In response to your two points:
- malloc() / realloc() already follows a pattern. The only question is whether the pattern that it follows is effective enough for appending a single byte at a time. The Perl source code shows that if the malloc() that comes with Perl is used, sv_grow() (the internal function ultimately used to the memory area used to hold the string) determines whether a realloc() is necessary by calling malloced_size(), meaning that realloc() is partially inlined into sv_grow().
- The critical section of the assembly code generated for Linux is:
movl %eax, (%esp)
movl %ebx, 4(%esp)
testl %eax, %eax
cmpl $16777215, %ebx
It looks as if the chance that the loop is optimized away is actually not so great. This should have been obvious by the fact that it took a whole 10 seconds to complete. Counting to 16Mbytes is not hard for a P3 800 Mhz box and I would expect this to have taken less than 1/10th of a second. Just for fun, I replaced the "assert(realloc(...))" with ";" and the time to complete was 0.03s. Yes, I checked the assembly code to ensure that the loop was not optimized away. This shows that the cost of a realloc() is approximately 300 times that of an increment/compare/branch.

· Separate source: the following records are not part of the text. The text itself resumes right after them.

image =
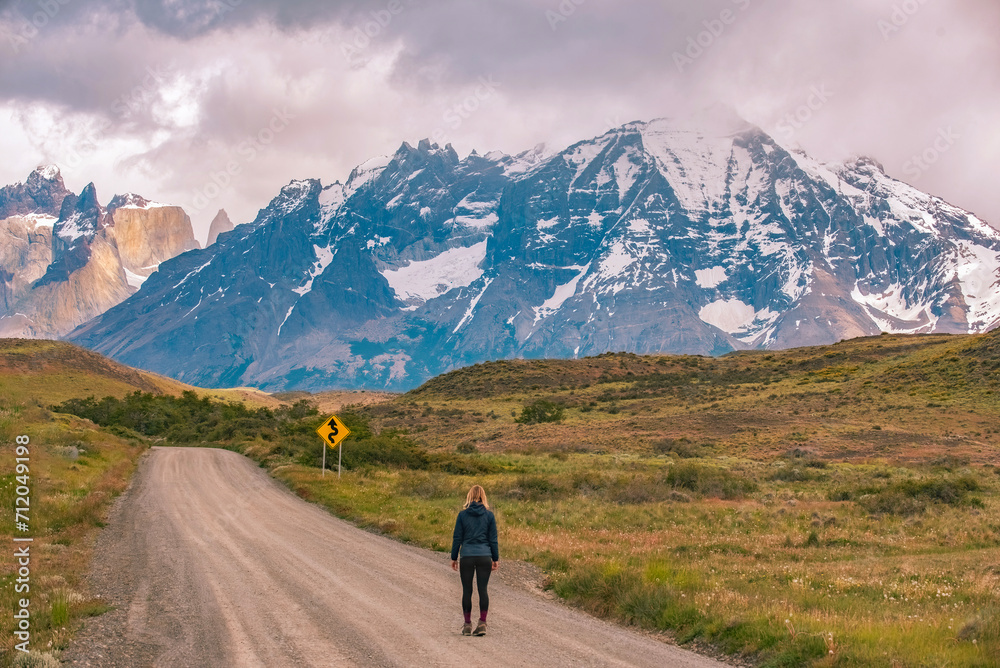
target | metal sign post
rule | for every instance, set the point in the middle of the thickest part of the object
(333, 432)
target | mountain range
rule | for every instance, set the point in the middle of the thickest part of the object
(65, 258)
(697, 236)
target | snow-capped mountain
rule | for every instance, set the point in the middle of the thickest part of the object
(699, 236)
(65, 258)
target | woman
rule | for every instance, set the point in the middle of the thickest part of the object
(476, 538)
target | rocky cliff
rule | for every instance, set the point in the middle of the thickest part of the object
(148, 233)
(220, 225)
(58, 271)
(686, 236)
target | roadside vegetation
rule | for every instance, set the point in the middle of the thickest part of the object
(830, 506)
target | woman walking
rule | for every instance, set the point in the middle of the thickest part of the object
(476, 538)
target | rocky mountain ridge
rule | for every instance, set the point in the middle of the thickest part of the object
(688, 236)
(66, 259)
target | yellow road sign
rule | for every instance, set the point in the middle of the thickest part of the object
(333, 431)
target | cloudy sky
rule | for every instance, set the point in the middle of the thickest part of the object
(218, 103)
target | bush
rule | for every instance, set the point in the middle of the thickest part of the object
(541, 411)
(681, 447)
(709, 481)
(911, 497)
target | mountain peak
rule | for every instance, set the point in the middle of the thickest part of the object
(42, 192)
(130, 201)
(220, 225)
(46, 173)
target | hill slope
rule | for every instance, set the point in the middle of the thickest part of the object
(691, 236)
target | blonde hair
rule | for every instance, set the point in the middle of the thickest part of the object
(476, 495)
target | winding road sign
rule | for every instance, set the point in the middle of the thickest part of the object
(333, 431)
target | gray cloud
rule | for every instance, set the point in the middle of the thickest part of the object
(168, 94)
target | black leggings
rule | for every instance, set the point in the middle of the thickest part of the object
(481, 567)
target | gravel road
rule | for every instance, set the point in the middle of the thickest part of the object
(210, 562)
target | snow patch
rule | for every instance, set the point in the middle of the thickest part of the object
(324, 256)
(472, 306)
(978, 270)
(729, 315)
(561, 294)
(710, 278)
(424, 280)
(135, 280)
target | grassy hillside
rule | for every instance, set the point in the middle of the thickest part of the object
(75, 471)
(821, 506)
(828, 506)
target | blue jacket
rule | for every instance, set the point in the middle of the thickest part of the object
(475, 533)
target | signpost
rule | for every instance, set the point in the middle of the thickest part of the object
(333, 431)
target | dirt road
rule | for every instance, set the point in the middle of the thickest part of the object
(209, 562)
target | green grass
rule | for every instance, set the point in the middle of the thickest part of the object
(828, 506)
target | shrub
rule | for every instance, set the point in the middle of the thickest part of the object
(539, 411)
(709, 481)
(681, 447)
(911, 497)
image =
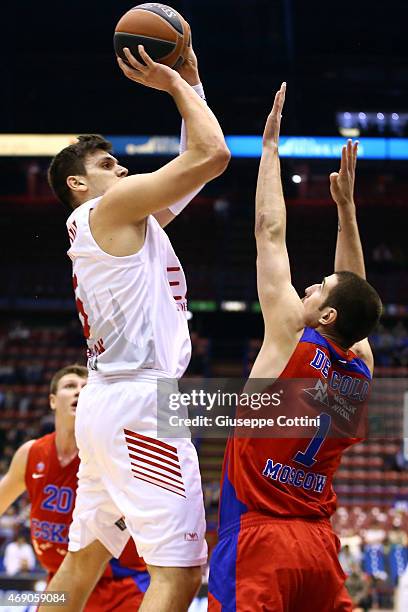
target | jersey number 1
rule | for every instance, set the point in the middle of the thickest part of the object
(307, 458)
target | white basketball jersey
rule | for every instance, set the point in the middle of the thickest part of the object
(132, 308)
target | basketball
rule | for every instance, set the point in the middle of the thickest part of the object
(162, 31)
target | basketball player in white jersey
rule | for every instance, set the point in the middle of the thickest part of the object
(131, 296)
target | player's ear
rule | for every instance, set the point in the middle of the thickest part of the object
(52, 399)
(328, 316)
(77, 183)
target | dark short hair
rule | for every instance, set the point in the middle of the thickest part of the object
(75, 368)
(70, 161)
(358, 307)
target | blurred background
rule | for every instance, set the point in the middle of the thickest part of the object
(346, 69)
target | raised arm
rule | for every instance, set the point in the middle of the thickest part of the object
(189, 72)
(12, 485)
(281, 306)
(349, 251)
(131, 199)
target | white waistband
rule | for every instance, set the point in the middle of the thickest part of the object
(137, 375)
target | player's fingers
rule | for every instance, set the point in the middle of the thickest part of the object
(128, 70)
(355, 153)
(343, 164)
(145, 57)
(133, 61)
(131, 73)
(350, 155)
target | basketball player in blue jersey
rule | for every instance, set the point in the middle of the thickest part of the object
(277, 551)
(130, 292)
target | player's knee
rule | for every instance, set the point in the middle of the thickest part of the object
(194, 578)
(84, 562)
(186, 578)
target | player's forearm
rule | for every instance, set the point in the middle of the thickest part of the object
(349, 251)
(10, 490)
(204, 133)
(270, 209)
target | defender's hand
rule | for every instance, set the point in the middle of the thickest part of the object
(342, 182)
(151, 74)
(272, 127)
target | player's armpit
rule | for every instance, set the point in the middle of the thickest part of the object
(12, 485)
(363, 350)
(164, 217)
(135, 197)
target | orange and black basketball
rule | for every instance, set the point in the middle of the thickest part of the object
(162, 31)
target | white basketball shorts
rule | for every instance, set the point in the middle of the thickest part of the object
(132, 483)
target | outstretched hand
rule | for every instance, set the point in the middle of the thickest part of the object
(189, 68)
(342, 182)
(151, 73)
(272, 127)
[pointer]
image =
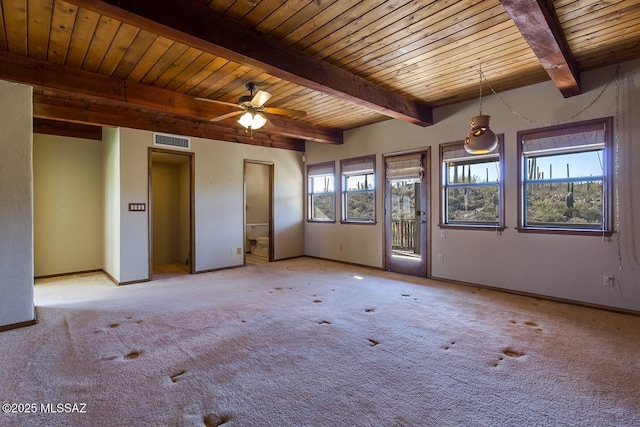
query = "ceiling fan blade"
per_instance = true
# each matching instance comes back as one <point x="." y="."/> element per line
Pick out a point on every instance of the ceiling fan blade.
<point x="284" y="112"/>
<point x="226" y="116"/>
<point x="218" y="102"/>
<point x="260" y="98"/>
<point x="268" y="124"/>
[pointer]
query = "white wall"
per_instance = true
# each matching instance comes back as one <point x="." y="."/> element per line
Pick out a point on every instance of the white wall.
<point x="68" y="204"/>
<point x="111" y="194"/>
<point x="219" y="205"/>
<point x="16" y="205"/>
<point x="562" y="266"/>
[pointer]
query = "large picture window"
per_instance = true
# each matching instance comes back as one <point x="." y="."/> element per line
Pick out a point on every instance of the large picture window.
<point x="321" y="201"/>
<point x="565" y="178"/>
<point x="472" y="187"/>
<point x="358" y="190"/>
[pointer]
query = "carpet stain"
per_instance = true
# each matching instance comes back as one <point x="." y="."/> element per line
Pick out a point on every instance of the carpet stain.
<point x="175" y="377"/>
<point x="512" y="353"/>
<point x="133" y="355"/>
<point x="213" y="420"/>
<point x="448" y="346"/>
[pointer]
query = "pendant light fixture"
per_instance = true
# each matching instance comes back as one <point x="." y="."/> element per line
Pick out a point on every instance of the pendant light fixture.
<point x="481" y="139"/>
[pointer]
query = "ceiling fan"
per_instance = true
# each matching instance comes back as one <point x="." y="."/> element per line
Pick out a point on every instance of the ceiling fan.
<point x="251" y="107"/>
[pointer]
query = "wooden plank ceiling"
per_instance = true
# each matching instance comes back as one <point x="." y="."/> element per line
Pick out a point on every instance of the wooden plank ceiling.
<point x="347" y="63"/>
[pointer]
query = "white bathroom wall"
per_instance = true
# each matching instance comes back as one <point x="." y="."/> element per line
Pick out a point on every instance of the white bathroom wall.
<point x="68" y="204"/>
<point x="16" y="206"/>
<point x="562" y="266"/>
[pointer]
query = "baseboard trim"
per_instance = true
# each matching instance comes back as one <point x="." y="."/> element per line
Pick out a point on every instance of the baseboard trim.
<point x="18" y="325"/>
<point x="542" y="297"/>
<point x="133" y="282"/>
<point x="213" y="270"/>
<point x="50" y="276"/>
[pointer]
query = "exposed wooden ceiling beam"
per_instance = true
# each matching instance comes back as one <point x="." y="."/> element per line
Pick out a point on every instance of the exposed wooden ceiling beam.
<point x="94" y="86"/>
<point x="75" y="130"/>
<point x="539" y="25"/>
<point x="197" y="25"/>
<point x="46" y="107"/>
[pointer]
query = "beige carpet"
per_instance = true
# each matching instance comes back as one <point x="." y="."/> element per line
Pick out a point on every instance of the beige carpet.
<point x="305" y="342"/>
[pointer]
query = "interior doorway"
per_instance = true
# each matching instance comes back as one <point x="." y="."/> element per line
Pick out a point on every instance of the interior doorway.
<point x="407" y="213"/>
<point x="171" y="213"/>
<point x="258" y="212"/>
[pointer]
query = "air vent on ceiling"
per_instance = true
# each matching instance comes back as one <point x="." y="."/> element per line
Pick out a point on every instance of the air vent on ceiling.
<point x="172" y="141"/>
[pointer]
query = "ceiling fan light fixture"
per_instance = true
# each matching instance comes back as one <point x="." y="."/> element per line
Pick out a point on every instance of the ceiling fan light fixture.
<point x="481" y="139"/>
<point x="258" y="121"/>
<point x="252" y="121"/>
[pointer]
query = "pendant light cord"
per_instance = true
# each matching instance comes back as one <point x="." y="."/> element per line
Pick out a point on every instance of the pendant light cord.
<point x="510" y="108"/>
<point x="481" y="89"/>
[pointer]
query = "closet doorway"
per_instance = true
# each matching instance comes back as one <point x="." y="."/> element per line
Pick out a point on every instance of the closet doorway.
<point x="171" y="213"/>
<point x="258" y="212"/>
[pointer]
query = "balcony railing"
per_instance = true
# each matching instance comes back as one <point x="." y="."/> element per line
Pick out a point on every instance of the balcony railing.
<point x="403" y="235"/>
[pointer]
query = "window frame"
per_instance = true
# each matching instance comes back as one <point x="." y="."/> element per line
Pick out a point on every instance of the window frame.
<point x="310" y="193"/>
<point x="608" y="177"/>
<point x="344" y="191"/>
<point x="444" y="222"/>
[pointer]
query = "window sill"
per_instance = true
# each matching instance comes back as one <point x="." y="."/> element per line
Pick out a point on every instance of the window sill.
<point x="359" y="222"/>
<point x="473" y="227"/>
<point x="565" y="231"/>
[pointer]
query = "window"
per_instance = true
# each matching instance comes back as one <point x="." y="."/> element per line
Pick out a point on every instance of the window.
<point x="565" y="178"/>
<point x="472" y="187"/>
<point x="321" y="200"/>
<point x="358" y="190"/>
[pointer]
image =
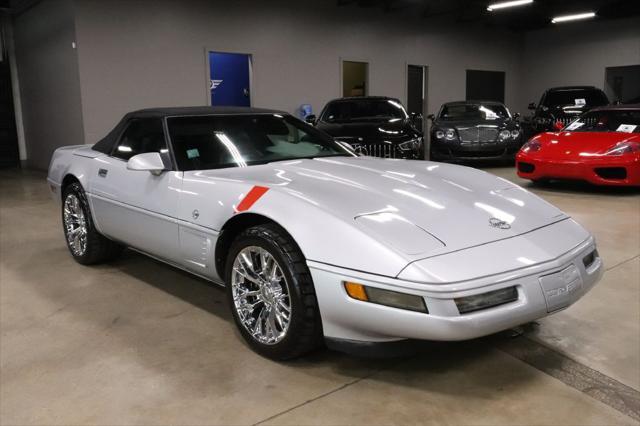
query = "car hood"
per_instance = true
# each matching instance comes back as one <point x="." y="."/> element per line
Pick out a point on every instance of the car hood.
<point x="581" y="145"/>
<point x="453" y="204"/>
<point x="370" y="130"/>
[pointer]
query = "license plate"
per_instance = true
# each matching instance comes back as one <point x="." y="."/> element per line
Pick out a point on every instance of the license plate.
<point x="561" y="288"/>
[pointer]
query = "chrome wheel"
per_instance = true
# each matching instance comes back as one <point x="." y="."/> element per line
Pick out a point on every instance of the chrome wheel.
<point x="261" y="295"/>
<point x="75" y="225"/>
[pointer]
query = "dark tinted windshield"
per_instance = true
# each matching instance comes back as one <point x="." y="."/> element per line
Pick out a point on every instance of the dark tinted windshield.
<point x="473" y="112"/>
<point x="213" y="142"/>
<point x="578" y="97"/>
<point x="363" y="109"/>
<point x="626" y="121"/>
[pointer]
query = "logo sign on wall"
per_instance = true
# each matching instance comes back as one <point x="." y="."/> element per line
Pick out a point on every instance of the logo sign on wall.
<point x="229" y="79"/>
<point x="214" y="84"/>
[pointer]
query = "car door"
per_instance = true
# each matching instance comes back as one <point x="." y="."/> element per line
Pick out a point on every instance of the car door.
<point x="138" y="207"/>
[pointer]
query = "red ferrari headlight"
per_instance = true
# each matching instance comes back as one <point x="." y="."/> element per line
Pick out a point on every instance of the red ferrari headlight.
<point x="531" y="146"/>
<point x="622" y="148"/>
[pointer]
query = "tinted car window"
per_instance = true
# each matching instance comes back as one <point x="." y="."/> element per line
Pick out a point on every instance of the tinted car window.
<point x="362" y="109"/>
<point x="212" y="142"/>
<point x="473" y="112"/>
<point x="627" y="121"/>
<point x="588" y="97"/>
<point x="141" y="136"/>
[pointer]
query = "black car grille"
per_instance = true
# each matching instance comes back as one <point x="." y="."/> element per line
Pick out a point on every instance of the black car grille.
<point x="478" y="134"/>
<point x="380" y="150"/>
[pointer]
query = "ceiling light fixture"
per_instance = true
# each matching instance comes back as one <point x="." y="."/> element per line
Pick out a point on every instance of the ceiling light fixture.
<point x="502" y="5"/>
<point x="575" y="17"/>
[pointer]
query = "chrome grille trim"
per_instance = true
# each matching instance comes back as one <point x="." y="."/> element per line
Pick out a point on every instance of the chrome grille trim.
<point x="478" y="134"/>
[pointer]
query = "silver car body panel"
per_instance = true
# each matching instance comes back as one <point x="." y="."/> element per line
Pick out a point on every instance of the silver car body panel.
<point x="436" y="230"/>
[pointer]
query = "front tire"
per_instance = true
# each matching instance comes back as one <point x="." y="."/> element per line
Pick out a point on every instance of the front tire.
<point x="86" y="244"/>
<point x="271" y="293"/>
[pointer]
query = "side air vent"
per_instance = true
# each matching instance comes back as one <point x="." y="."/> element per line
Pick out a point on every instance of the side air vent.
<point x="613" y="173"/>
<point x="526" y="167"/>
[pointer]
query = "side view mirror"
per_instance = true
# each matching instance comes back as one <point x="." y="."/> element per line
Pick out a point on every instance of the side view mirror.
<point x="147" y="162"/>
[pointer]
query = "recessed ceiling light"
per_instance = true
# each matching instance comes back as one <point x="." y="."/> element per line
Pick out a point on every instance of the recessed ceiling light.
<point x="502" y="5"/>
<point x="575" y="17"/>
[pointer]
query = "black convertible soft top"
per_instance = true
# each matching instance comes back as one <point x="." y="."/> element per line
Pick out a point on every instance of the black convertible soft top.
<point x="107" y="143"/>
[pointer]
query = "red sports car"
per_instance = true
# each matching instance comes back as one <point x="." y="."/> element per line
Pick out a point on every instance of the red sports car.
<point x="602" y="146"/>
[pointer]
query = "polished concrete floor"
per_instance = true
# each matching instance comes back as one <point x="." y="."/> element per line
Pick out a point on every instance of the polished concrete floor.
<point x="137" y="342"/>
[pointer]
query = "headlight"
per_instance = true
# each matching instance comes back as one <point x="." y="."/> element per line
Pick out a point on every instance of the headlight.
<point x="622" y="148"/>
<point x="505" y="134"/>
<point x="390" y="298"/>
<point x="450" y="134"/>
<point x="413" y="144"/>
<point x="531" y="146"/>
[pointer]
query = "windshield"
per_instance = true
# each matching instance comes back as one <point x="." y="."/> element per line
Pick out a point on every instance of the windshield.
<point x="473" y="112"/>
<point x="577" y="98"/>
<point x="363" y="109"/>
<point x="213" y="142"/>
<point x="626" y="121"/>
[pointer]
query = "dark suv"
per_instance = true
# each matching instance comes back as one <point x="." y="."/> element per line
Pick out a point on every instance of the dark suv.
<point x="563" y="104"/>
<point x="376" y="126"/>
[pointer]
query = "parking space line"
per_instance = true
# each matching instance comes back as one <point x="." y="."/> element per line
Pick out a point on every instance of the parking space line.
<point x="587" y="380"/>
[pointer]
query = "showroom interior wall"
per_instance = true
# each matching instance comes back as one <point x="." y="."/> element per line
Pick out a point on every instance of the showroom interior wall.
<point x="136" y="54"/>
<point x="577" y="54"/>
<point x="49" y="80"/>
<point x="140" y="54"/>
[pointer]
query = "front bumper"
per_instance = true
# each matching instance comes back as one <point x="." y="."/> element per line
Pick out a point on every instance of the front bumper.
<point x="457" y="152"/>
<point x="542" y="289"/>
<point x="614" y="171"/>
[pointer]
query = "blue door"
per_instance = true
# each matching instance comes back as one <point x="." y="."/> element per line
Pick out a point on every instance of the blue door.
<point x="229" y="74"/>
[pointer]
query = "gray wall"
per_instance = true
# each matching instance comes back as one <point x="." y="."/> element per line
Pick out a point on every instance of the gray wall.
<point x="576" y="54"/>
<point x="136" y="54"/>
<point x="139" y="54"/>
<point x="49" y="79"/>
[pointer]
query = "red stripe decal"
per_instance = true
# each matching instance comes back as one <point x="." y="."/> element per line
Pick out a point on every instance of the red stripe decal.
<point x="250" y="199"/>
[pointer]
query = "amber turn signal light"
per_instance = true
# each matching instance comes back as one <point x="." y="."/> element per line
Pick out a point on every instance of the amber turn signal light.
<point x="356" y="291"/>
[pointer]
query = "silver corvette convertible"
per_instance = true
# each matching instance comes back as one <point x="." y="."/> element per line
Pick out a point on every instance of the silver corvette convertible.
<point x="314" y="243"/>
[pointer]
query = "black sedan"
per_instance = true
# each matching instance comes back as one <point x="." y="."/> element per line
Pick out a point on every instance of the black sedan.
<point x="474" y="130"/>
<point x="373" y="125"/>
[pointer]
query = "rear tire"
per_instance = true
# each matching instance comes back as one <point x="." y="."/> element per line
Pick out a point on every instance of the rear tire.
<point x="85" y="243"/>
<point x="271" y="293"/>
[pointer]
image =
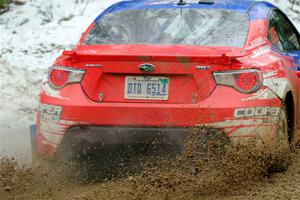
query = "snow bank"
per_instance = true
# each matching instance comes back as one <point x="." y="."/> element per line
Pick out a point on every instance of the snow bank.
<point x="32" y="36"/>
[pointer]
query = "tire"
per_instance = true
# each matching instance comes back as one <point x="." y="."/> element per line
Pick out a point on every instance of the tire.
<point x="280" y="155"/>
<point x="283" y="130"/>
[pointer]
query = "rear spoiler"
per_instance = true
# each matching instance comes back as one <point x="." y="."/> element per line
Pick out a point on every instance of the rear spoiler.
<point x="185" y="55"/>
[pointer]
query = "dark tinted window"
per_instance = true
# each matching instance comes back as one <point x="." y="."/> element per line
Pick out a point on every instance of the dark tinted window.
<point x="282" y="33"/>
<point x="171" y="26"/>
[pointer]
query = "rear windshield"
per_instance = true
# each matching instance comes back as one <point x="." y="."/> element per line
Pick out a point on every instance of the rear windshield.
<point x="203" y="27"/>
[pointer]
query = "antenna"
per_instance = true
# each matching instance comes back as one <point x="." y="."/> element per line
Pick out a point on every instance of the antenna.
<point x="181" y="3"/>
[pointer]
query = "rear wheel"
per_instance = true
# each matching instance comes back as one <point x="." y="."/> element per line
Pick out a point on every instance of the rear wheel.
<point x="280" y="154"/>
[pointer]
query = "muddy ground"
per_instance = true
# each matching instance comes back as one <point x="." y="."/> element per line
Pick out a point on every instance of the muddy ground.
<point x="222" y="172"/>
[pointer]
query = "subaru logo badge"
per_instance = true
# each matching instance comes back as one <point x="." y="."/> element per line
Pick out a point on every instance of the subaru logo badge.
<point x="147" y="67"/>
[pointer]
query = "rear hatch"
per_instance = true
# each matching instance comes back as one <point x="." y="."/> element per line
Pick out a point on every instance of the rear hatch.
<point x="151" y="73"/>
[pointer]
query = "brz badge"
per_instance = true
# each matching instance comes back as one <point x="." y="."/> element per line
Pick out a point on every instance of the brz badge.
<point x="147" y="67"/>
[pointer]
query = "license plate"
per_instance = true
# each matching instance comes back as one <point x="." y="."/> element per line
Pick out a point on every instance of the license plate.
<point x="146" y="87"/>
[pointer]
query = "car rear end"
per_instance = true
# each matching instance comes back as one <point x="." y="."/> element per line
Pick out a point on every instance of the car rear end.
<point x="147" y="76"/>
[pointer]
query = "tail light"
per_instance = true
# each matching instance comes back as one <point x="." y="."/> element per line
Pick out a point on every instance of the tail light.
<point x="245" y="81"/>
<point x="60" y="76"/>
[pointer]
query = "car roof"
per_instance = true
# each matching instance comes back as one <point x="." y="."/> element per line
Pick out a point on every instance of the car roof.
<point x="242" y="5"/>
<point x="237" y="5"/>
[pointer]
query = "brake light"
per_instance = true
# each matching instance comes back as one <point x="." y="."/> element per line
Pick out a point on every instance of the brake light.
<point x="245" y="81"/>
<point x="61" y="76"/>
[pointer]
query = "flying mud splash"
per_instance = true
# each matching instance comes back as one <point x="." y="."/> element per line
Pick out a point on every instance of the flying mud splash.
<point x="205" y="168"/>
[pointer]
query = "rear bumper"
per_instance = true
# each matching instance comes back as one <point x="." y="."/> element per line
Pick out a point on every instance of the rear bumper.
<point x="239" y="116"/>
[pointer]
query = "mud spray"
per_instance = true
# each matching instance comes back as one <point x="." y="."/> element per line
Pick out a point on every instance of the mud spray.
<point x="206" y="169"/>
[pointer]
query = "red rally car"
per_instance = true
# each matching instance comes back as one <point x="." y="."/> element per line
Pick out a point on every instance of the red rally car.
<point x="149" y="70"/>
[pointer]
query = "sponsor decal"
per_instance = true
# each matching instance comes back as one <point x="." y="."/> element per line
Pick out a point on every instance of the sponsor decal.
<point x="50" y="113"/>
<point x="270" y="114"/>
<point x="257" y="112"/>
<point x="256" y="43"/>
<point x="93" y="65"/>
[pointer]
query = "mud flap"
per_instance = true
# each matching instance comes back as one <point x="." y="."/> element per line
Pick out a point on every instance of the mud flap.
<point x="33" y="141"/>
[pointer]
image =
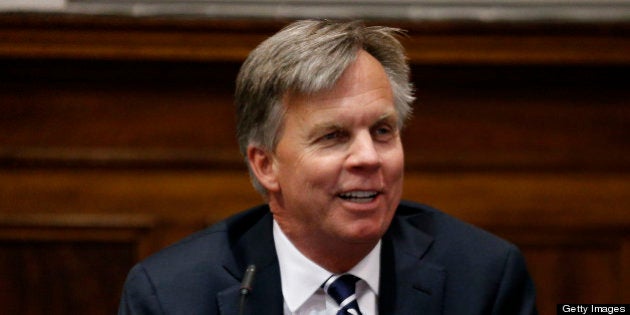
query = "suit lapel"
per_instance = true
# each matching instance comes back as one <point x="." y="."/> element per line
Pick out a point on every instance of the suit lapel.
<point x="256" y="247"/>
<point x="409" y="284"/>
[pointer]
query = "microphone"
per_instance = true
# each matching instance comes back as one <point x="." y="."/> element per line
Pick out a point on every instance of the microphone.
<point x="246" y="286"/>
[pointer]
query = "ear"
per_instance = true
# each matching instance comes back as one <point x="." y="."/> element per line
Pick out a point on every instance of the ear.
<point x="262" y="165"/>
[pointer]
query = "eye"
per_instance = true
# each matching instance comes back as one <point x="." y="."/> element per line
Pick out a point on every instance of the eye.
<point x="335" y="135"/>
<point x="383" y="132"/>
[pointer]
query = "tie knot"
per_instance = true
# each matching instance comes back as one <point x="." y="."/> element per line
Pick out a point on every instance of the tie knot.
<point x="342" y="289"/>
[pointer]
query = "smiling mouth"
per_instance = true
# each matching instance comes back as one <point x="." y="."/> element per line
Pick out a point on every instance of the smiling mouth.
<point x="359" y="196"/>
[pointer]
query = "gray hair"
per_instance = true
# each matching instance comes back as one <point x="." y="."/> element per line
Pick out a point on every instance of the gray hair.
<point x="305" y="57"/>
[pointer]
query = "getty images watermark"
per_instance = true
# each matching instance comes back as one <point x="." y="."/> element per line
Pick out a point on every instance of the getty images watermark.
<point x="587" y="309"/>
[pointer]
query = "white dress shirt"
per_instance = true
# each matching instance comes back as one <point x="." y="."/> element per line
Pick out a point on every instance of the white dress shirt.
<point x="301" y="280"/>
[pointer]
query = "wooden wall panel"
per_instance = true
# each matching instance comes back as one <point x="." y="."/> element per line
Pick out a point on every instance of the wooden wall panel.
<point x="117" y="139"/>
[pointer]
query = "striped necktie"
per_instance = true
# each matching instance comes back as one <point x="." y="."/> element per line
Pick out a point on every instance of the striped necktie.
<point x="342" y="289"/>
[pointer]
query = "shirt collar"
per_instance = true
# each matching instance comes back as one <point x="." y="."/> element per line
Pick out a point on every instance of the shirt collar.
<point x="301" y="277"/>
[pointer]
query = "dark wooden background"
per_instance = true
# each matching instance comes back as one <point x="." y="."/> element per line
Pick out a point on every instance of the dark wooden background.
<point x="117" y="139"/>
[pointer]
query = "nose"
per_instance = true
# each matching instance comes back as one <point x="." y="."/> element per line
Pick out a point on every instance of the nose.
<point x="363" y="152"/>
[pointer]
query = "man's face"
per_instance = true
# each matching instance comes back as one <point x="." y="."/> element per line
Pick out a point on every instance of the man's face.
<point x="338" y="165"/>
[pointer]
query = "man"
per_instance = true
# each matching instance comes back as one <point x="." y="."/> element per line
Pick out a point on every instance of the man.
<point x="320" y="109"/>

In terms of overhead, it is not quite this bad, as increment/compare/branch does not achieve the operation we are trying to perform. Since even an inlined strategy to second guess malloc() and pre-alloc by larger increments would require more code than a increment/compare/branch, the 'overhead' of realloc() may not be that significant at all for a decent implementation of realloc().
Also, as I need to mention again, implementations of realloc() that use mremap() can reallocate large (4096+ bytes) memory areas without any need to copy the data itself. Pages are re-addressed.